Mr. Lunn, who appears to have been disengaged about all things nuclear to this point, suddenly leapt into action. In a call to Ms. Keen on Dec. 8, during which she characterized his manner as "abrupt and demanding," he pushed for the CNSC to allow the reactor to resume operation. Ms. Keen said that to do so, the law required a licence amendment, something that could only be granted after the Commission reviewed all the facts and legal requirements.Ivison doesn't make clear when exactly Lunn decreed that CNSC would no longer have access to the Department of Justice. But it appears obvious that CNSC would need immediate legal advice to deal with a number of the issues related to Chalk River, including to follow up on the license amendment process, as well as to determine the effect of both Lunn's own ministerial directive and as the legislation that eventually passed to override the CNSC.
Apparently unaware that ministers should not interfere in the operation of arm's-length, quasi-judicial tribunals, Mr. Lunn continued to attempt to bully Ms. Keen with an "aggressive" questioning style and subsequently even withdrew the Department of Justice's services from the regulator on the AECL file.

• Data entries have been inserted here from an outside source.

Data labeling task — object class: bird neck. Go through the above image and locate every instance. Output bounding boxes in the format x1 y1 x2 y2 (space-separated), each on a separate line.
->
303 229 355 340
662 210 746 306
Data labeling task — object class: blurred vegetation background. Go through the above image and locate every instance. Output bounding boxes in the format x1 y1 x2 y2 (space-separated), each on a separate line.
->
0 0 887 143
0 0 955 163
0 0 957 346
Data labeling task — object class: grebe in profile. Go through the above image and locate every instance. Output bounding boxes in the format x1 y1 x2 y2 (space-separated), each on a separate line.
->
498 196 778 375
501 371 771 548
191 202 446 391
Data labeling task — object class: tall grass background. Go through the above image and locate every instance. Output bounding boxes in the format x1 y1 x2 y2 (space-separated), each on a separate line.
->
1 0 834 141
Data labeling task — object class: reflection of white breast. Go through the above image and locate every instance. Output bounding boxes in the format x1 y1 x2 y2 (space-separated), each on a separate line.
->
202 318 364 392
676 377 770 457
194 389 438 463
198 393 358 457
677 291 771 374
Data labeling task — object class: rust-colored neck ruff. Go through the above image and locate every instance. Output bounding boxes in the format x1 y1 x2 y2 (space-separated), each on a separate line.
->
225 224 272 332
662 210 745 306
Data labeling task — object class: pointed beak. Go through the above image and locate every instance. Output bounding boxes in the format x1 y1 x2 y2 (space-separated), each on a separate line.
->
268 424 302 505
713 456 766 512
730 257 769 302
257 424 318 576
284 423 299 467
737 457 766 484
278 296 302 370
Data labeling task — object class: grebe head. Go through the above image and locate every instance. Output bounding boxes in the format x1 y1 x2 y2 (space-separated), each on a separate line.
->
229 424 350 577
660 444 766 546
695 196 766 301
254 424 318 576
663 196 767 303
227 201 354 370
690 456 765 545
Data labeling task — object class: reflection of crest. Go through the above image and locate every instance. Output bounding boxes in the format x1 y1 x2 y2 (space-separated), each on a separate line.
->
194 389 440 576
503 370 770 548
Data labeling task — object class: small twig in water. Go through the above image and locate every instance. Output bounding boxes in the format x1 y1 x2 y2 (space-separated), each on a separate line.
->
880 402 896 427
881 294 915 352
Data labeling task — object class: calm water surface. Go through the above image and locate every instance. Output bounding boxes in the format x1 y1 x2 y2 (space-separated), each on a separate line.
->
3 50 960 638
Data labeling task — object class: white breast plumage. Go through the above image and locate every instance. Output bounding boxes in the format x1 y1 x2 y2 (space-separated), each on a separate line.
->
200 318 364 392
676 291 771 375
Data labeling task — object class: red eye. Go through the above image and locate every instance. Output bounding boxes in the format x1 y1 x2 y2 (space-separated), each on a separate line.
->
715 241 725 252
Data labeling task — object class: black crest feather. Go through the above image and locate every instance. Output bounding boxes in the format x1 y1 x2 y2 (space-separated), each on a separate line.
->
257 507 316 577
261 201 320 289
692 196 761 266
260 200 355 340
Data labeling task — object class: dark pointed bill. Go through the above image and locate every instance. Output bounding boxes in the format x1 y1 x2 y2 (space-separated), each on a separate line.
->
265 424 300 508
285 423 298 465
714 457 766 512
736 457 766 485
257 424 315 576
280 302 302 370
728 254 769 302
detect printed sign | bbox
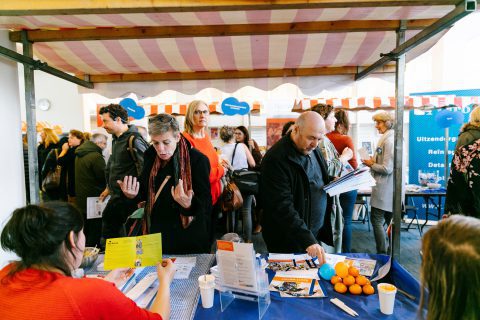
[221,97,250,115]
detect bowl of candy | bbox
[80,247,100,269]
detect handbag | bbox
[221,178,243,212]
[42,149,61,192]
[230,143,260,195]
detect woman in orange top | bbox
[183,100,226,206]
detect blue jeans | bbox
[340,190,357,252]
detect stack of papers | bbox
[323,166,376,196]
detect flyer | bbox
[104,233,162,270]
[344,258,377,277]
[269,276,326,298]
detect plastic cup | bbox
[198,275,215,308]
[377,283,397,315]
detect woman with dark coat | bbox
[56,130,85,202]
[120,114,212,254]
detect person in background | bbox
[281,121,295,137]
[219,126,256,242]
[419,215,480,320]
[261,111,332,264]
[37,128,59,192]
[326,109,358,252]
[99,104,149,243]
[75,133,108,247]
[22,135,30,204]
[311,104,354,253]
[0,202,175,320]
[183,100,226,240]
[120,114,212,253]
[57,130,85,202]
[454,106,480,151]
[362,112,395,254]
[234,126,262,171]
[42,136,68,201]
[235,125,264,234]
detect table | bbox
[357,189,446,231]
[194,253,425,319]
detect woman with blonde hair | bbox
[419,215,480,320]
[183,100,227,238]
[38,127,59,192]
[455,106,480,151]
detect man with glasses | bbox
[98,104,149,244]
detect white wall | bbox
[0,31,23,266]
[18,69,84,132]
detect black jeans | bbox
[101,197,138,243]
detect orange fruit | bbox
[363,284,375,295]
[348,266,360,277]
[349,284,362,295]
[343,275,356,286]
[356,275,368,286]
[335,262,349,278]
[331,275,343,285]
[334,282,348,294]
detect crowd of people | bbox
[4,102,480,319]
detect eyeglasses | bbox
[194,110,209,115]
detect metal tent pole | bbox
[392,21,406,260]
[22,31,40,204]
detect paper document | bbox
[269,276,325,298]
[344,257,377,277]
[86,196,109,219]
[104,233,162,270]
[323,166,376,196]
[172,257,196,279]
[216,240,258,292]
[358,147,370,161]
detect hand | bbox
[220,157,230,169]
[362,158,374,167]
[248,140,255,149]
[171,179,194,209]
[157,259,176,285]
[117,176,140,199]
[306,243,326,266]
[99,188,110,202]
[62,142,70,151]
[104,268,133,283]
[339,147,353,163]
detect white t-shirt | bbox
[221,143,248,170]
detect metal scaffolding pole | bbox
[392,21,406,260]
[22,31,40,204]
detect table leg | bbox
[421,195,429,232]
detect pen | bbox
[330,298,358,317]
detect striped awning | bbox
[292,96,480,111]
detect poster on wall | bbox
[408,106,472,219]
[266,118,297,149]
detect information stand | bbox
[216,241,271,319]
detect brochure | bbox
[104,233,162,270]
[269,276,326,298]
[86,196,109,219]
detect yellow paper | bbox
[104,233,162,270]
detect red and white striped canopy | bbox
[293,96,480,111]
[0,5,454,77]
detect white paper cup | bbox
[198,275,215,308]
[378,283,397,315]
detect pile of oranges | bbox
[331,262,375,295]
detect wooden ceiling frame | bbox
[10,19,437,43]
[0,0,458,15]
[85,65,396,83]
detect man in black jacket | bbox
[98,104,149,242]
[261,111,332,265]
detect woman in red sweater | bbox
[0,202,175,320]
[183,100,227,238]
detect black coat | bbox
[139,144,212,254]
[260,135,333,253]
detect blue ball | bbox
[318,263,336,281]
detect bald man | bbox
[260,111,333,265]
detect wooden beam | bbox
[10,19,437,43]
[87,65,396,83]
[0,0,457,15]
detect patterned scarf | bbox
[146,134,193,231]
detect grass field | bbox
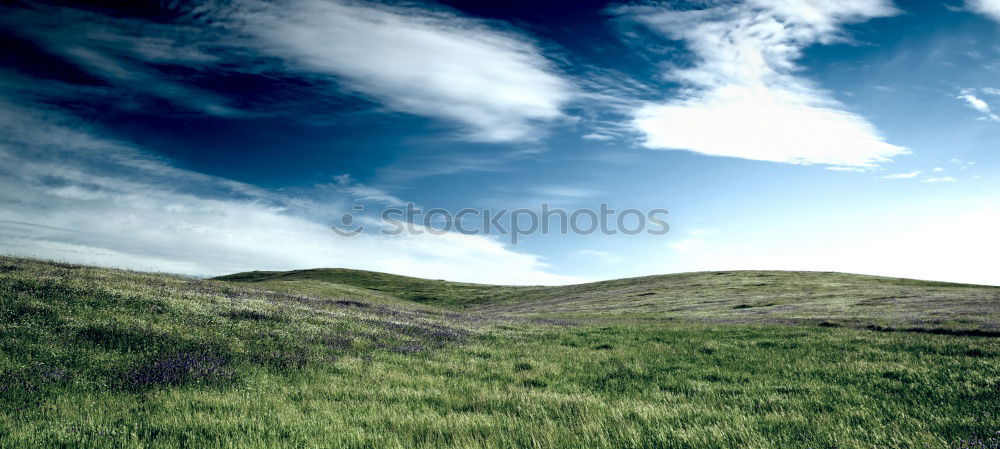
[2,256,998,448]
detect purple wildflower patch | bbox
[125,352,231,389]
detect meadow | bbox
[1,256,998,448]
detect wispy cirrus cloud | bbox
[330,174,403,205]
[527,186,602,199]
[881,171,922,179]
[827,166,868,172]
[957,90,1000,121]
[618,0,908,167]
[582,133,615,141]
[0,4,253,118]
[231,0,575,142]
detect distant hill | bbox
[217,267,1000,334]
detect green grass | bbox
[2,256,998,448]
[221,267,1000,333]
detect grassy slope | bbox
[219,268,1000,333]
[1,256,998,448]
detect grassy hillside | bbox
[2,256,999,448]
[219,267,1000,334]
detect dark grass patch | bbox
[124,351,232,390]
[0,363,74,411]
[390,344,423,354]
[222,309,283,322]
[73,324,177,353]
[331,299,369,308]
[865,324,1000,338]
[733,303,776,309]
[703,374,724,382]
[465,350,493,359]
[322,335,354,351]
[593,344,613,350]
[1,301,60,324]
[44,261,85,270]
[589,365,657,394]
[880,370,909,382]
[2,278,81,303]
[965,349,990,358]
[0,371,44,410]
[856,295,918,306]
[513,362,533,371]
[521,379,547,388]
[634,292,656,297]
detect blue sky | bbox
[1,0,999,285]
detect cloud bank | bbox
[622,0,908,167]
[967,0,1000,22]
[0,100,579,285]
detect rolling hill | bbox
[217,267,1000,334]
[2,255,998,448]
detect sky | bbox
[1,0,999,285]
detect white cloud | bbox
[959,92,992,113]
[235,0,574,142]
[0,101,581,285]
[582,133,614,141]
[826,166,868,172]
[528,186,602,199]
[622,1,907,167]
[923,176,958,183]
[332,174,403,205]
[967,0,1000,22]
[881,170,921,179]
[932,167,945,172]
[957,91,1000,121]
[950,159,977,170]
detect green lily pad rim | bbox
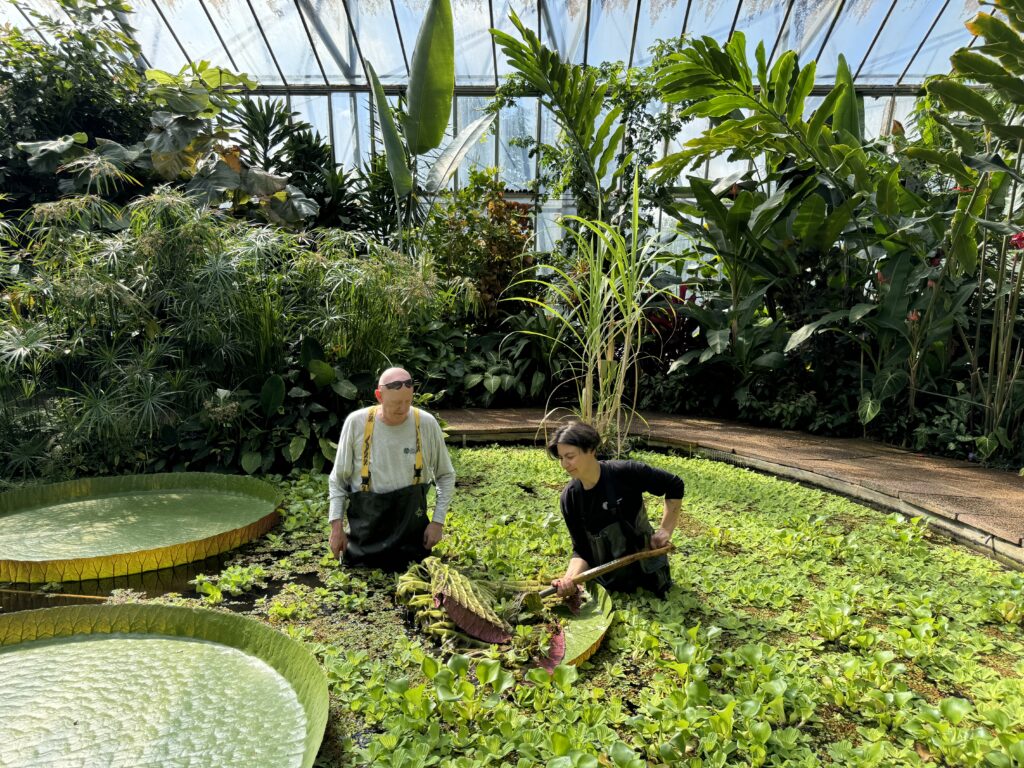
[0,603,329,768]
[562,583,614,666]
[0,473,282,583]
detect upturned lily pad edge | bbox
[0,603,329,768]
[561,584,614,667]
[0,473,281,583]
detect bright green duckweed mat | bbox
[0,474,280,582]
[0,604,329,768]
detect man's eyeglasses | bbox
[381,378,415,390]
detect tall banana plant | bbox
[365,0,495,248]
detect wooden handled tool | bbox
[538,544,674,598]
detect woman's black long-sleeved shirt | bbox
[559,460,686,564]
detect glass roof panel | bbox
[392,0,427,75]
[456,95,497,186]
[129,0,188,73]
[587,0,637,66]
[237,0,329,84]
[770,0,844,65]
[815,0,897,80]
[899,0,979,83]
[493,0,537,76]
[539,0,587,64]
[1,2,30,33]
[290,93,331,138]
[732,0,790,64]
[631,0,687,68]
[182,0,282,83]
[346,0,405,84]
[453,0,496,85]
[294,0,365,85]
[146,0,231,72]
[499,95,536,189]
[331,91,372,168]
[856,0,960,84]
[684,0,739,42]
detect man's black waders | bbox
[585,475,671,596]
[344,406,432,572]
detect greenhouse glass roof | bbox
[1,0,981,185]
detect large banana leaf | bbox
[0,604,328,768]
[0,473,280,583]
[423,113,497,195]
[367,62,414,199]
[404,0,454,155]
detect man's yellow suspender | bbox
[359,406,423,493]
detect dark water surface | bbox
[0,552,232,613]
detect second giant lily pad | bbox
[0,473,280,583]
[0,604,328,768]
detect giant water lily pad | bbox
[0,604,328,768]
[556,584,614,666]
[0,473,280,583]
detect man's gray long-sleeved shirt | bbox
[327,407,455,525]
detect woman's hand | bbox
[550,576,580,599]
[651,526,672,549]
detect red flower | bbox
[1010,232,1024,250]
[927,279,937,289]
[875,270,887,285]
[952,186,974,194]
[907,309,921,322]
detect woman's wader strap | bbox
[359,406,423,492]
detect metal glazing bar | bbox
[389,0,410,75]
[10,1,47,42]
[149,0,193,67]
[339,0,372,85]
[628,0,643,68]
[534,99,543,250]
[853,0,897,80]
[489,0,499,87]
[452,93,459,190]
[583,0,592,65]
[813,0,848,63]
[242,0,289,86]
[327,91,336,166]
[726,0,744,41]
[195,1,236,71]
[680,0,693,36]
[768,0,798,63]
[896,0,951,85]
[292,0,331,86]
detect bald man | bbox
[327,367,456,570]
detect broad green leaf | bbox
[858,395,881,425]
[404,0,454,154]
[331,378,359,400]
[0,604,327,768]
[786,60,815,124]
[832,54,863,143]
[770,51,796,116]
[241,450,262,475]
[928,79,1003,124]
[850,303,876,323]
[904,147,976,187]
[1,473,279,582]
[793,195,825,240]
[785,310,848,353]
[940,697,973,725]
[307,359,336,388]
[423,113,496,194]
[962,152,1024,183]
[950,49,1006,79]
[287,436,307,463]
[876,168,900,215]
[807,83,846,145]
[260,374,286,417]
[366,62,413,198]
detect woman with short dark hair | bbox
[547,422,682,598]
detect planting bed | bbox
[25,447,1024,767]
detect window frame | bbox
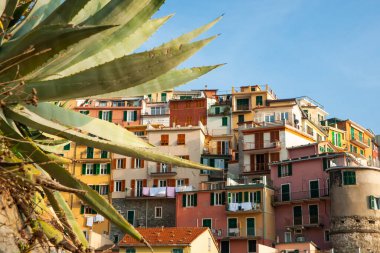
[114,180,123,192]
[343,171,356,185]
[154,206,163,218]
[85,164,94,175]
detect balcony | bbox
[350,134,369,149]
[209,129,232,136]
[238,120,298,131]
[226,202,261,213]
[203,146,231,156]
[273,188,329,205]
[235,104,250,111]
[242,164,270,175]
[79,151,111,161]
[125,186,179,199]
[199,181,226,191]
[148,166,177,177]
[142,108,170,116]
[285,215,324,229]
[243,140,281,153]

Not surprisingly, though, Lunn doesn't seem to have been the least bit interested in allowing CNSC to obtain needed information. Instead, he apparently decided that any legal advice to CNSC would be too likely to actually analyze the law rather than echoing the Cons' public position. And that in turn could only intrude on the Cons' bad-cop, bad-cop strategy of bullying Keen both in public and in private.
Of course, the withdrawal of legal advice looks to have been one of the least of Lunn's efforts to override CNSC's independence. But it offers one more example of the Cons' belief that they are the law - and one more reason to remove the Cons from any position where they're able to act on that assumption.